Radar, which is actually an acronym for “radio detection and ranging,” is often used to detect precipitation. But it wasn’t developed for that purpose; in fact, that was sometimes an undesirable side-effect in its early days.
Early on, radar’s main use was in military operations. When a radar transmitter’s energy reflects off ships or airplanes, some of that energy comes back, helping to target enemy positions.
Precipitation also reflects that energy, though. Targets would appear where there weren’t planes, or pilots could use precipitation to help mask their presence. Of course, knowing the position of rain or snow could give an advantage, too, in the form of a short-term forecast.
For various technological reasons, military radars didn’t cut it when it came to meteorological needs. Researchers set about developing radars specifically for weather use, and the Weather Bureau’s (now the National Weather Service) first radar network began in 1959.
Today, weather radar is an invaluable tool for detecting everything from snow to tornado debris.

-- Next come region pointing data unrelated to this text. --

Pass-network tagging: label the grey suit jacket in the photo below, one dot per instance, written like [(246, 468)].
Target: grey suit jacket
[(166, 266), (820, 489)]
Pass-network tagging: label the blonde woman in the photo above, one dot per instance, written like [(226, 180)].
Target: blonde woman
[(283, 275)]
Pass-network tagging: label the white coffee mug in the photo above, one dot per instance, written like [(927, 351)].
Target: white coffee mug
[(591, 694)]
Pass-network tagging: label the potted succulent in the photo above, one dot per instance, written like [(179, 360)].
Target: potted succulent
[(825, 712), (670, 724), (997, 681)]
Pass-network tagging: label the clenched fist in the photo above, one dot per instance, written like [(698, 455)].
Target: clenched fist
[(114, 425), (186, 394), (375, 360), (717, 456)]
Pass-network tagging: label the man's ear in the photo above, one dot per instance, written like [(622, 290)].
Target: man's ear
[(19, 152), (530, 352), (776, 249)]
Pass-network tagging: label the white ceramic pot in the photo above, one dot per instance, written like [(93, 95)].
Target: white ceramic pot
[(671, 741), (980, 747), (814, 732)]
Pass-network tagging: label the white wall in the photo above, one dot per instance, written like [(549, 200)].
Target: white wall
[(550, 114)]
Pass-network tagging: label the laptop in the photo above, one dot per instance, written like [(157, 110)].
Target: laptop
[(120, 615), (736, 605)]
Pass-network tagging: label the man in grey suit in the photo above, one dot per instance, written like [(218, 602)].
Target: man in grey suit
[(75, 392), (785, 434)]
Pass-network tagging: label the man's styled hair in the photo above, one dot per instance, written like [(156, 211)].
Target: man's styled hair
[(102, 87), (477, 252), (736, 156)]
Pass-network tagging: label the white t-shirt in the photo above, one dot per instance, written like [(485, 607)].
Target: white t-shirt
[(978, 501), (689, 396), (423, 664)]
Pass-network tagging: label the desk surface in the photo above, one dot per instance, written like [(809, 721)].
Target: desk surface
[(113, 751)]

The next generation of weather radar, which also has military origins, is able to scan the entire sky in less than a minute.
The Wright Brothers made their first successful flight in 1903. Forty years later, a U.S. Air Force pilot intentionally flew into a hurricane off the Texas coast. Hurricane Hunters are a crucial part of gathering data on tropical storms and hurricanes.
But this isn’t about them. It’s about devices attached to aircraft – which, just like weather balloons, start near the ground and go up in the atmosphere, able to take samples of the weather all along the way.
More than 40 airlines around the world participate, collecting many thousands of “profiles” of the atmosphere every week. That information feeds into computer weather models, supplementing the data from weather balloons and satellites, with the aim of producing more accurate forecasts.
Fewer aircraft flying during COVID-19 means fewer observations, which potentially has an effect on weather forecast models.
Military forces around the world have used unmanned aircraft for decades, but one look at an electronics store shows how popular they’ve become for hobbyists. It turns out, they’re also useful for weather observation and research.
The National Oceanic and Atmospheric Administration and some universities have begun experimenting with using drones to collect the same information as weather balloons and survey disaster damage. Hurricane Hunters have sent drones to the lowest parts of a hurricane where it’s far too dangerous to fly a plane.
Weather forecasting would be impossible without inventions created for specific purposes such as measuring temperature. But the clever minds who can see uses for seemingly unrelated inventions help drive our understanding of meteorology further than we otherwise could have.